Food Powered by ʻĀina
Native Hawaiian self-reliance provides a template for imagining a future of innovative stewardship of our natural resources in part two of Hawai‘i of Tomorrow, a six-part series presented by Hawaiian Electric.

Illustration: Wooden Wave (Matthew Kawika Ortiz and Roxanne Ortiz)

ʻUmeke: Photosynthetic
algaes light night paths.
As the designated konohiki walks upstream from fishpond to farm, his field tablet pings at regular intervals. ‘O‘opu populations in Zone 6, it tells him, have officially tripled since the return of the ahupua‘a’s natural water flows.
Community scientists from seven countries, participating in the university’s prestigious climate resilience fellowship, follow along with mud under their fingernails, eager to learn more from the ecosystem manager.

Kāhili: Vertical axis wind
turbines catch the valley breeze without harming birds and pollinators.
He tells them how the sluice gates separating the ‘auwai, arterial valves in the vast circulatory system of agricultural waterways, revolutionized Hawai‘i in the 13th century, an innovation by the chief Mā‘ilikūkahi to cordon waterborne plant diseases and even grow fish within the irrigation system.
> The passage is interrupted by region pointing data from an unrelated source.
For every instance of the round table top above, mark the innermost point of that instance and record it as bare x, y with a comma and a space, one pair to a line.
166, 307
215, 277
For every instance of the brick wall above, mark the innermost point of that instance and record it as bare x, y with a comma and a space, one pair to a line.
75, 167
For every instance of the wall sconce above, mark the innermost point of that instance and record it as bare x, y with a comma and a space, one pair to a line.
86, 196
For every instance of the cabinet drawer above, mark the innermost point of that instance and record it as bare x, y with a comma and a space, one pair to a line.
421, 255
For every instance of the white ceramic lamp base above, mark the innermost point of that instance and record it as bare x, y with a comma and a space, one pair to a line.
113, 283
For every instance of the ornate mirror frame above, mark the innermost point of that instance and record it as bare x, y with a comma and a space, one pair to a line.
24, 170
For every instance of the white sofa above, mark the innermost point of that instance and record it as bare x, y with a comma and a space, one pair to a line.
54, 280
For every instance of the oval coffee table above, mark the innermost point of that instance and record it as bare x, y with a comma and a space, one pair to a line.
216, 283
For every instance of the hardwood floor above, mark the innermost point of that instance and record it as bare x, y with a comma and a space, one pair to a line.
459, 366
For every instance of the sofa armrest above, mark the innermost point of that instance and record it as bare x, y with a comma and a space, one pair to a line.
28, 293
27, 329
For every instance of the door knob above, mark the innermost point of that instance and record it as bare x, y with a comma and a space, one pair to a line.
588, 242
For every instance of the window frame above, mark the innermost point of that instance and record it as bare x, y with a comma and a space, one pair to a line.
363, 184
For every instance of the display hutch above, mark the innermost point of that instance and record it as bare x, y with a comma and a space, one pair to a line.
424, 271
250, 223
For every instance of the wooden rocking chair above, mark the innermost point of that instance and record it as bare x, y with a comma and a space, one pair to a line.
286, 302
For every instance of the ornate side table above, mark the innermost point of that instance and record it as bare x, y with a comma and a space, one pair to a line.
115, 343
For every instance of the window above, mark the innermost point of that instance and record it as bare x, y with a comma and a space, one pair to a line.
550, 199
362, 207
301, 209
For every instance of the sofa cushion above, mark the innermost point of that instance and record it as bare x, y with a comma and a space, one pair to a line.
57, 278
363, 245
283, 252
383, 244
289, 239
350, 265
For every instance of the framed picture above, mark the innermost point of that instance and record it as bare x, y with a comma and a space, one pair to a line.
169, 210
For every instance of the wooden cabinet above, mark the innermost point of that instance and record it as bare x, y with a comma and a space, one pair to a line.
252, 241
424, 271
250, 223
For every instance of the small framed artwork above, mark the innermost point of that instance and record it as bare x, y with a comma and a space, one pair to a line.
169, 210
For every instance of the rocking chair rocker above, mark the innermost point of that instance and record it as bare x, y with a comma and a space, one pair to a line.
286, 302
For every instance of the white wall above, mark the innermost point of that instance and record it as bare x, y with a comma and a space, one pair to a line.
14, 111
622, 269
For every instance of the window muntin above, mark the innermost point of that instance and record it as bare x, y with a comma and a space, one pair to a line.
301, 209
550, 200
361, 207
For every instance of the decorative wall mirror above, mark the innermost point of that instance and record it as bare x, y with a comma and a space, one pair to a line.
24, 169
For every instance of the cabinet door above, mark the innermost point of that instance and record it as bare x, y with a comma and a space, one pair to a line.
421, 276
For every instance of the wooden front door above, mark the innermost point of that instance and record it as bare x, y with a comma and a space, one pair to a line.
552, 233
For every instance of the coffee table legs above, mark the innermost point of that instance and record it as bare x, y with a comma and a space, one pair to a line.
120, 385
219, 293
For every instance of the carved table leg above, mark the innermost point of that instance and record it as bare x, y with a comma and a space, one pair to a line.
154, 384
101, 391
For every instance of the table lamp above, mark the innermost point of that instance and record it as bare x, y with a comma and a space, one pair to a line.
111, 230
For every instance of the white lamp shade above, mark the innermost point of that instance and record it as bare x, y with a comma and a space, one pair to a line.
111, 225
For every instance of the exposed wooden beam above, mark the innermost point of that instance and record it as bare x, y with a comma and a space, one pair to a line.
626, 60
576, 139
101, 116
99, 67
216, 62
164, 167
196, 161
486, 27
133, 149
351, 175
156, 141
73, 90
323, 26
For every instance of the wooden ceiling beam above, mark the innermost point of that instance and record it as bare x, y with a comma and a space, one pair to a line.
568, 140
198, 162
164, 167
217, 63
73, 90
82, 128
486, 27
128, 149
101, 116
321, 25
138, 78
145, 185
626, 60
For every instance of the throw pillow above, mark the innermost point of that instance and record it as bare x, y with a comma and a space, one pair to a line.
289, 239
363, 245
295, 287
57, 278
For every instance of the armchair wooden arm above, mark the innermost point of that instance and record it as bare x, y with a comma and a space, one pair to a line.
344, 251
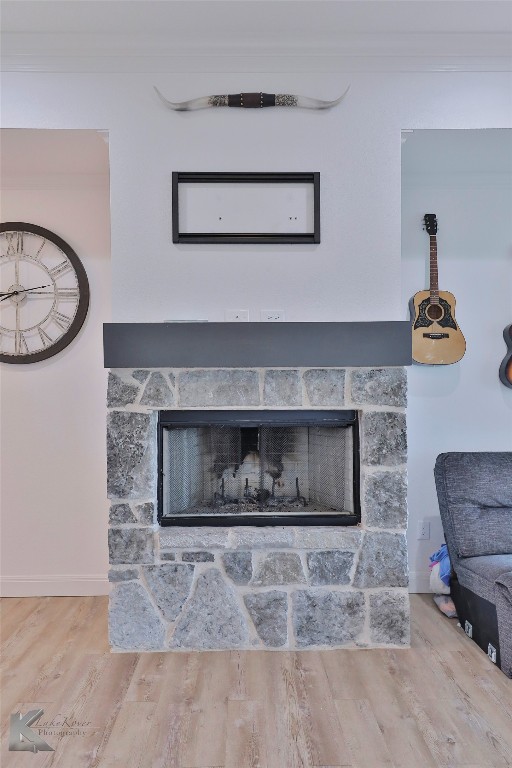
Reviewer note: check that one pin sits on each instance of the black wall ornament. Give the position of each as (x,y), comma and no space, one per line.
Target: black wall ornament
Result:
(251,101)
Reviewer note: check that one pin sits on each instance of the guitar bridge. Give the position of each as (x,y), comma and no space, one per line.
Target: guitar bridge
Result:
(436,335)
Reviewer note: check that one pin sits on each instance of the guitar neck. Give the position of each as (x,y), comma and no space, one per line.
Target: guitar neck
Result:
(434,277)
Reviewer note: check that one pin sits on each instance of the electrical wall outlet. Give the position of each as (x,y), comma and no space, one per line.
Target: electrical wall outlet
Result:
(272,315)
(236,315)
(424,530)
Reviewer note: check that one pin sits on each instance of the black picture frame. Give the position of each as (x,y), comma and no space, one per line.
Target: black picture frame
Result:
(310,237)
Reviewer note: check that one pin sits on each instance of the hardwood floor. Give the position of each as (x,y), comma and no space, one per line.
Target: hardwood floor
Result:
(439,704)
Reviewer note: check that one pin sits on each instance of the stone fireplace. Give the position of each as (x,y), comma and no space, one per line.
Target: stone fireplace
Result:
(292,586)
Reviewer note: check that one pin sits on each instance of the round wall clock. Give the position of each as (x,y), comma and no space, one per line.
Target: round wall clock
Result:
(44,293)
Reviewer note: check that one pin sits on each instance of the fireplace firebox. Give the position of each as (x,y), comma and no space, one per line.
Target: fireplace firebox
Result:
(258,468)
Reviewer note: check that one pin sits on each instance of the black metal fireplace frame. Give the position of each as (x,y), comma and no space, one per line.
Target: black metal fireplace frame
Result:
(253,418)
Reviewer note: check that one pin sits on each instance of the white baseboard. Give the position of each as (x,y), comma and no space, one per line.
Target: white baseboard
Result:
(419,581)
(61,585)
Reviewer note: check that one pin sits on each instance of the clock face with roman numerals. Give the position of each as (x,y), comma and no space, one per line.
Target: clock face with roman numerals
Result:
(44,293)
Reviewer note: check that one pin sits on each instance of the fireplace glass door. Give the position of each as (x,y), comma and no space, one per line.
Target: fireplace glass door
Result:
(258,468)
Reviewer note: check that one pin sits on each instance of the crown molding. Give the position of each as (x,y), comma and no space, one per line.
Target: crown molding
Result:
(125,53)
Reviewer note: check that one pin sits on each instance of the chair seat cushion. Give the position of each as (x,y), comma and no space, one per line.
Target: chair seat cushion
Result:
(480,573)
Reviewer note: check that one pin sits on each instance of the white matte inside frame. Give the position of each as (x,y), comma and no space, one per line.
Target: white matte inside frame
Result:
(246,207)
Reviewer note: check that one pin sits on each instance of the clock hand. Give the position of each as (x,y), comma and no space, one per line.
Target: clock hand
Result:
(25,290)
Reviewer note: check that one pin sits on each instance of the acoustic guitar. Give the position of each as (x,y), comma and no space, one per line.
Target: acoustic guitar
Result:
(436,337)
(506,364)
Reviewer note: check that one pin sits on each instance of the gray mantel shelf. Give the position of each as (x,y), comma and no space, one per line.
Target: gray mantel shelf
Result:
(257,345)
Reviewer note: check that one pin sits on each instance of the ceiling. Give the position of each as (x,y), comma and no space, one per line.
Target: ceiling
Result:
(171,35)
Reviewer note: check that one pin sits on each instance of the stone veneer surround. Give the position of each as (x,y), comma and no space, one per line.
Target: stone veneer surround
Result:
(287,587)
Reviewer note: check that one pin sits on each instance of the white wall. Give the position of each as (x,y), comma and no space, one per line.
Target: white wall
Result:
(354,274)
(53,493)
(461,407)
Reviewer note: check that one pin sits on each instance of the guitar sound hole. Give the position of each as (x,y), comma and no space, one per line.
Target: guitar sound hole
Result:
(434,312)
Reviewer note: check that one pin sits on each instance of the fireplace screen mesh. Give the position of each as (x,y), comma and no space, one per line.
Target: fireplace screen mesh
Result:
(269,470)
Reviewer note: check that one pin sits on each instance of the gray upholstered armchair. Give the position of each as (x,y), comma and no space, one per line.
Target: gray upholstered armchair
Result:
(475,500)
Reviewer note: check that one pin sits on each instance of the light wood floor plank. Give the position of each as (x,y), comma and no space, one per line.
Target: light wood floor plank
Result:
(206,738)
(440,704)
(363,737)
(245,746)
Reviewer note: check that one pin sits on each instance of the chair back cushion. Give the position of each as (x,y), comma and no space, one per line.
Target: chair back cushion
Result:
(475,499)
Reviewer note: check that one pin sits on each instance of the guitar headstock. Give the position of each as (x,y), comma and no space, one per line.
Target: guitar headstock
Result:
(430,223)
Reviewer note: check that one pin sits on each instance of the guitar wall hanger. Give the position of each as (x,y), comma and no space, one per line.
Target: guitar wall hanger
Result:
(251,101)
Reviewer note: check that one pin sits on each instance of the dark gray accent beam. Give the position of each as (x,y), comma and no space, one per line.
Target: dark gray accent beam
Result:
(256,345)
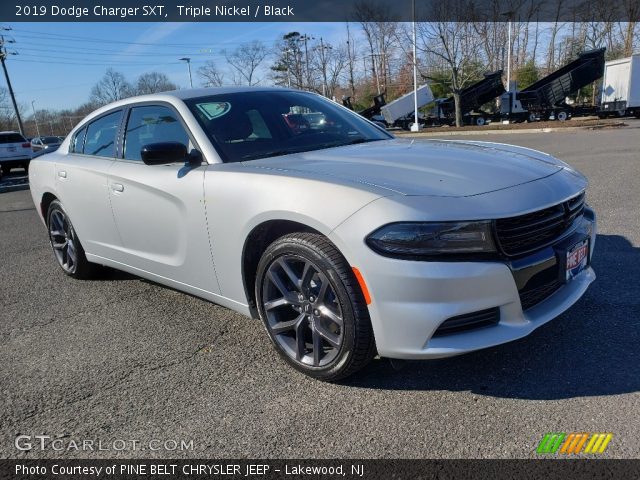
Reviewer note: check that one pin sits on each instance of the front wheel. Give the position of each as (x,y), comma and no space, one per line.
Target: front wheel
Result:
(312,307)
(66,244)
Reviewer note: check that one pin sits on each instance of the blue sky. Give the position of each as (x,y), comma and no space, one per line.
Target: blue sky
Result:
(58,63)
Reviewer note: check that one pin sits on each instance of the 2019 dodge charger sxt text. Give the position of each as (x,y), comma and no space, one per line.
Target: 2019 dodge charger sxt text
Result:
(343,240)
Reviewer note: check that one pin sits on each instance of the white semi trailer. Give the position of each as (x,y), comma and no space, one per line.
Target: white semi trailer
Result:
(400,111)
(621,87)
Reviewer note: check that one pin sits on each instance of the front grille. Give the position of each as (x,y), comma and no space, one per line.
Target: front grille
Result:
(469,321)
(526,233)
(531,297)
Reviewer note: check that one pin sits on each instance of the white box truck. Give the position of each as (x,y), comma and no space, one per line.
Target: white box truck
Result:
(621,87)
(399,109)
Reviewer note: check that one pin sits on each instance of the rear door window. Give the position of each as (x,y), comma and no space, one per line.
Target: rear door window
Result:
(101,135)
(152,124)
(77,144)
(12,138)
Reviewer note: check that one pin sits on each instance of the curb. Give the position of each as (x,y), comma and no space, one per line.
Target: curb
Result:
(13,188)
(503,132)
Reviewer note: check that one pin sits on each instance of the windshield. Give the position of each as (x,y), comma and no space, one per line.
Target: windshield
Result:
(252,125)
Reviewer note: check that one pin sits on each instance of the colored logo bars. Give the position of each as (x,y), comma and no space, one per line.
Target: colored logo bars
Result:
(560,442)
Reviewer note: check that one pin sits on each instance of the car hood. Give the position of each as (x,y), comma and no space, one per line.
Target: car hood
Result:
(422,167)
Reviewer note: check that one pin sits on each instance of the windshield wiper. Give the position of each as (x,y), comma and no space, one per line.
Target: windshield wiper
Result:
(273,153)
(308,148)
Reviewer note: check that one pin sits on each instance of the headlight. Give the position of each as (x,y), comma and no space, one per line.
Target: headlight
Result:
(438,238)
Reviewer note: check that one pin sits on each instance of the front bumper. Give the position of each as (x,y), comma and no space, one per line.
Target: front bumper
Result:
(411,299)
(14,162)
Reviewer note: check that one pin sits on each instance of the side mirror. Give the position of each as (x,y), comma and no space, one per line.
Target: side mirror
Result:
(163,153)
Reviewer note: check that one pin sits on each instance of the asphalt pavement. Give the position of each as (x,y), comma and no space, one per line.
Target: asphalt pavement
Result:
(122,358)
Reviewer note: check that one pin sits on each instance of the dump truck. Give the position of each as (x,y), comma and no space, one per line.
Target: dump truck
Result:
(472,98)
(399,112)
(621,88)
(547,98)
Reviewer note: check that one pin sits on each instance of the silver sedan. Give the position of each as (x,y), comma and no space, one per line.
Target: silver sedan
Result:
(344,241)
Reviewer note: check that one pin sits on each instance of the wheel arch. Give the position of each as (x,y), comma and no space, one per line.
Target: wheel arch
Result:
(45,201)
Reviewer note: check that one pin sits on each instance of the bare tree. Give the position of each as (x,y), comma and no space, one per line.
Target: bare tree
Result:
(154,82)
(211,76)
(112,87)
(288,68)
(245,61)
(381,33)
(329,61)
(455,44)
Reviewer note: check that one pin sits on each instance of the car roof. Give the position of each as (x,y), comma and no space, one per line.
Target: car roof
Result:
(181,95)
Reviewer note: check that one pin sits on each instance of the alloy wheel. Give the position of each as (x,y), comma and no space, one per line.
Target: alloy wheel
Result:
(302,310)
(63,240)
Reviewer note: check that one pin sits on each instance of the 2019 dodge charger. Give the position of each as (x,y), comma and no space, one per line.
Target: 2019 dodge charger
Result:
(343,240)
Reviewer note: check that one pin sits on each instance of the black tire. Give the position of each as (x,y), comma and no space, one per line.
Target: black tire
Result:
(65,238)
(312,260)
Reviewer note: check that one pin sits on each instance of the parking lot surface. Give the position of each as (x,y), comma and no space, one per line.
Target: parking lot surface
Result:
(122,358)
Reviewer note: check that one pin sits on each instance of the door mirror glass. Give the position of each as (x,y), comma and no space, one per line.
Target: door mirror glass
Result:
(163,153)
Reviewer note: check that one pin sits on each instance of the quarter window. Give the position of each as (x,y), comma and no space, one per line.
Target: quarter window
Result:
(152,124)
(101,135)
(78,141)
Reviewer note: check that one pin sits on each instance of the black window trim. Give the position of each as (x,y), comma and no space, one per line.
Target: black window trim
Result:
(85,126)
(150,103)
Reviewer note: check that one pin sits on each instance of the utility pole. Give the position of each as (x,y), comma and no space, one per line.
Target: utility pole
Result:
(375,70)
(35,116)
(416,126)
(350,51)
(3,56)
(305,38)
(188,60)
(323,59)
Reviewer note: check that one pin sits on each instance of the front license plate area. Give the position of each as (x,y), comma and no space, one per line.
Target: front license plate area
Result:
(576,259)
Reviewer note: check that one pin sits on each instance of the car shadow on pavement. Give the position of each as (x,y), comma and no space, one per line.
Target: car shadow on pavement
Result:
(592,349)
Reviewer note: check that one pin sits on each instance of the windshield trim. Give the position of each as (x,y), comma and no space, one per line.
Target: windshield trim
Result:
(363,130)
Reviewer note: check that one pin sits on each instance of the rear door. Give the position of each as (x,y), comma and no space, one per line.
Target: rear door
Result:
(159,210)
(81,183)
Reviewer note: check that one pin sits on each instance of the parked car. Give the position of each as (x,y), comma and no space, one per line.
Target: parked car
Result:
(342,240)
(42,143)
(15,151)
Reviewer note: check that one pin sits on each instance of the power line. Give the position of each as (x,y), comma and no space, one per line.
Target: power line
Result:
(84,51)
(69,38)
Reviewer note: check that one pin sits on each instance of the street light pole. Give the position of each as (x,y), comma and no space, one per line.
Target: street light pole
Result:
(3,56)
(188,60)
(35,116)
(416,126)
(509,57)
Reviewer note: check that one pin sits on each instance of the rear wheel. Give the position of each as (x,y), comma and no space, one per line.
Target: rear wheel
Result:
(312,307)
(66,244)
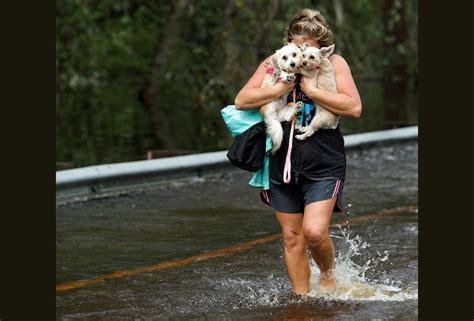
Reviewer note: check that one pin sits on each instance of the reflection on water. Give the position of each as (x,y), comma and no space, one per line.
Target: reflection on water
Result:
(376,260)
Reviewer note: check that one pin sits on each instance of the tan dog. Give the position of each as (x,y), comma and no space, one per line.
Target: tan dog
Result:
(283,65)
(315,59)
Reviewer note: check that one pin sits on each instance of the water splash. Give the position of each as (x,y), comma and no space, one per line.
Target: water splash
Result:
(353,267)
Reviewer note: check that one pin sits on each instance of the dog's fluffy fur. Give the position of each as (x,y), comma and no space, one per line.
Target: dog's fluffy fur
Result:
(312,59)
(285,62)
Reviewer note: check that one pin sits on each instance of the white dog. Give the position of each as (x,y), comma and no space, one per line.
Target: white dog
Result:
(284,63)
(316,64)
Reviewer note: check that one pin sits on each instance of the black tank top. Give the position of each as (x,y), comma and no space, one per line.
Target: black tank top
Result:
(319,156)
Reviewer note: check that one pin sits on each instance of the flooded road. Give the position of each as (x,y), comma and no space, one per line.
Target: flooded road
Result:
(376,259)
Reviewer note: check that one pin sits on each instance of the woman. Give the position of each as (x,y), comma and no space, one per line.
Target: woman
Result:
(304,207)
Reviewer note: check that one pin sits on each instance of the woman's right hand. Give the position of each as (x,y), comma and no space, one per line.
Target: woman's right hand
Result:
(282,87)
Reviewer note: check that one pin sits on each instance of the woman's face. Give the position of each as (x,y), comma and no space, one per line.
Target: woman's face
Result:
(301,41)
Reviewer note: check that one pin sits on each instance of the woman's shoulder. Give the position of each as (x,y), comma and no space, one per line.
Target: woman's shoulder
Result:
(338,61)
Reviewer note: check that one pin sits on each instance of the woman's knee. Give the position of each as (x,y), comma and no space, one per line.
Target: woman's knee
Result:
(294,240)
(315,235)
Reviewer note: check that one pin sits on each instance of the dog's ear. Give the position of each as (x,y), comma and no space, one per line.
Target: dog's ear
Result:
(327,51)
(275,58)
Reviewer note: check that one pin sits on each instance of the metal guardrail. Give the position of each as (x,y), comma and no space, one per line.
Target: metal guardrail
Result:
(106,179)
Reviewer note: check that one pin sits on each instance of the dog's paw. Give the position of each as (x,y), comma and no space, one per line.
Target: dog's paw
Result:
(299,105)
(301,129)
(308,131)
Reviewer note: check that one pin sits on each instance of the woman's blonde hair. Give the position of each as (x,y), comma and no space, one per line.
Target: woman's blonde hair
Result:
(311,24)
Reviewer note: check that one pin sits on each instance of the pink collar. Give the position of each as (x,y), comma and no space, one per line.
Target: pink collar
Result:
(270,70)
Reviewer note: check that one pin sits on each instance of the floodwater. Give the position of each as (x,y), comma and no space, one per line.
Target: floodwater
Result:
(376,258)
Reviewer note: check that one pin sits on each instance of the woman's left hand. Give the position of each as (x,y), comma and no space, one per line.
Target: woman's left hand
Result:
(308,85)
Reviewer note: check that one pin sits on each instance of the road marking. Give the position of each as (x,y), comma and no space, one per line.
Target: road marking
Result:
(62,287)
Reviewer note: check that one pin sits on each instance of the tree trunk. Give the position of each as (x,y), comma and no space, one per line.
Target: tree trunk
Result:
(395,82)
(147,94)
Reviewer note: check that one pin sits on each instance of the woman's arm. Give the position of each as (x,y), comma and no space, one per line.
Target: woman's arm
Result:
(251,96)
(346,102)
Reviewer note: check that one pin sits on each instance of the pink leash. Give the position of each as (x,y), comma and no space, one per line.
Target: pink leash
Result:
(287,169)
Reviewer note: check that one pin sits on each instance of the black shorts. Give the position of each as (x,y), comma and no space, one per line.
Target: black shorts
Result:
(292,198)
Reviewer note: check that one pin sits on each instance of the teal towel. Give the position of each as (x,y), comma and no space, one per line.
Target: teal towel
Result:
(238,121)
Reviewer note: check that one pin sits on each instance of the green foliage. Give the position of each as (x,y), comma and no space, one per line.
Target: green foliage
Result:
(105,50)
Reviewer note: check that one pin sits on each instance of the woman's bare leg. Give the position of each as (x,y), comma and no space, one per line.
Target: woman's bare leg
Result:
(294,244)
(316,220)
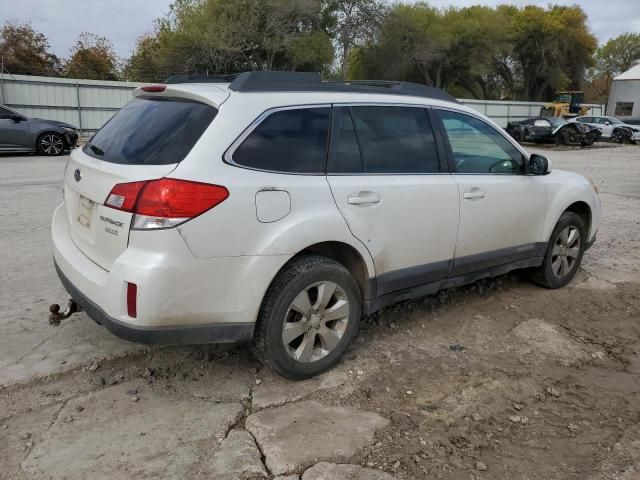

In 2050, these mākāhā are now solar-automated, he says, and regulate water usage to exactly what each plant needs, no more.
The valley, in turn, bursts with food. Patches of kabocha, sweet potatoes, carrots and lettuce radiate from the banks of the lo‘i kalo. A multicolored canopy of fruit crowns the agroforest, pulling clouds towards the hillside with their leaves and healing abused soil with their nitrogen-fixing roots.

Lupe: Solar kites collect and correlate wind, rain, solar, and lunar crop data to inform when and where to plant.
Smart solar panels dotting the variegated fields adjust their opacity along the sun’s path, optimizing shade to what the plants beneath them liked best. Any excess power is sold to the island’s power grid. The extra income is reinvested into crop innovation and productivity.
The same technology panels the facades of the farm’s kauhale—greenhouses that nurture vast solar-powered aquaponic systems of delicate plants and seedlings. Inside, the konohiki observes the farmed fish that enrich the closed water loop within. He nets a 4-pound adult to cook for his visitors, plucks enough green onions and fern shoots for lunch, and gives thanks to his kūpuna.